Dans un travail publié dans Genome Research, Marie-Odile Baudement et ses collègues (équipe « Architecture Génomique et Contrôle Epigénétique » dirigée par Thierry Forné), ont développé le HRS-seq, une méthode génomique, simple et rapide, qui permet d’isoler et de séquencer les régions du génome associées aux corps nucléaires grâce aux propriété d’insolubilité à forte concentration saline de ces grands assemblages ribonucléoprotéiques (HRS – High-salt Recovered Sequences). Leurs travaux démontrent que, dans les cellules souches embryonnaires (ES) murines, ces régions sont très fortement associées au compartiment chromosomique actif et correspondent essentiellement aux gènes les plus fortement exprimés et à leurs éléments de régulation tels que les « super-enhancers ». Elles incluent non seulement des gènes spécifiques du type cellulaire, tels les gènes de pluripotence dans les cellules ES, mais aussi des gènes de ménages associés aux corps nucléaires tels que les gènes des histones et des petits ARN nucléaires (snRNA) qui sont des composants essentiels des « corps des loci Histone » et des corps de Cajal. Ces résultats, qui sont en accord avec le modèle de « séparation de phase » pour le contrôle de la transcription (Hnisz et al., 2017, Cell 169,13-23), suggèrent que ces corps pourraient jouer un rôle central pour l’organisation du compartiment chromosomique actif chez les mammifères.

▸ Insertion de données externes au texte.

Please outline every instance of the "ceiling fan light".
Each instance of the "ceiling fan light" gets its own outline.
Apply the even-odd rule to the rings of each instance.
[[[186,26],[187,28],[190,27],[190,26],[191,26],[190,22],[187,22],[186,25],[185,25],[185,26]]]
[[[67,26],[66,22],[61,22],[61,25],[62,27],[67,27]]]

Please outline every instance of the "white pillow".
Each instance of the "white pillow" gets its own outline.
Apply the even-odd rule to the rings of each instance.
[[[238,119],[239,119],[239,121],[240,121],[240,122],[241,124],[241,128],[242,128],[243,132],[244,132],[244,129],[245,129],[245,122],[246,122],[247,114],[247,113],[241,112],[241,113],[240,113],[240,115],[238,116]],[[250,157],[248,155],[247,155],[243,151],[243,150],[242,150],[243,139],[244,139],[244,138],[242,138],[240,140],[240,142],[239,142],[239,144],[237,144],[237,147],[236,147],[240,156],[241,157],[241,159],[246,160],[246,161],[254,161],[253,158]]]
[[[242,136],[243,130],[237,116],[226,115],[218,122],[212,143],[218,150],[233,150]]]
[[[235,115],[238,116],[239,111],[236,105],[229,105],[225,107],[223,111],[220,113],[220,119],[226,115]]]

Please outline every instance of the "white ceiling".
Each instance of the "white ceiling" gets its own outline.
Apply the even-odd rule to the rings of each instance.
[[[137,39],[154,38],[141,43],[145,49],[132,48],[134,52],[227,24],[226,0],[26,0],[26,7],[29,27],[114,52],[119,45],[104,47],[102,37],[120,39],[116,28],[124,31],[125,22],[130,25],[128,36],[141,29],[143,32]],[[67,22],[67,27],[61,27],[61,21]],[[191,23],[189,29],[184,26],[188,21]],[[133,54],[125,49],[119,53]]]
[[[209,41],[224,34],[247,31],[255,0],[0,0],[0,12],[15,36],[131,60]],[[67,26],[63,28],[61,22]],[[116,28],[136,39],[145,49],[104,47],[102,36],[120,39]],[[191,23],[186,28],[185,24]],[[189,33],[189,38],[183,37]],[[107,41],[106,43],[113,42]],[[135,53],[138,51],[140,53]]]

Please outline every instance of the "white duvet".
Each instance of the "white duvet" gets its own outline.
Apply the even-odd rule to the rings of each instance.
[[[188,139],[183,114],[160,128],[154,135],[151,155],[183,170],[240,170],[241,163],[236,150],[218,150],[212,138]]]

Baudement M-O., Cournac A., Court F., Seveno M., Parrinello H., Reynes C., Sabatier R., Bouschet T., Yi Z., Sallis S., Tancelin M., Rebouissou C., Cathala G., Lesne A., Mozziconacci* J., Journot* L. and Forné* T. « High-salt Recovered Sequences are associated with the active chromosomal compartment and with large ribonucleoprotein complexes including nuclear bodies ». Genome Research, sous presse.
Published in Advance, October 4, 2018, doi: 10.1101/gr.237073.118.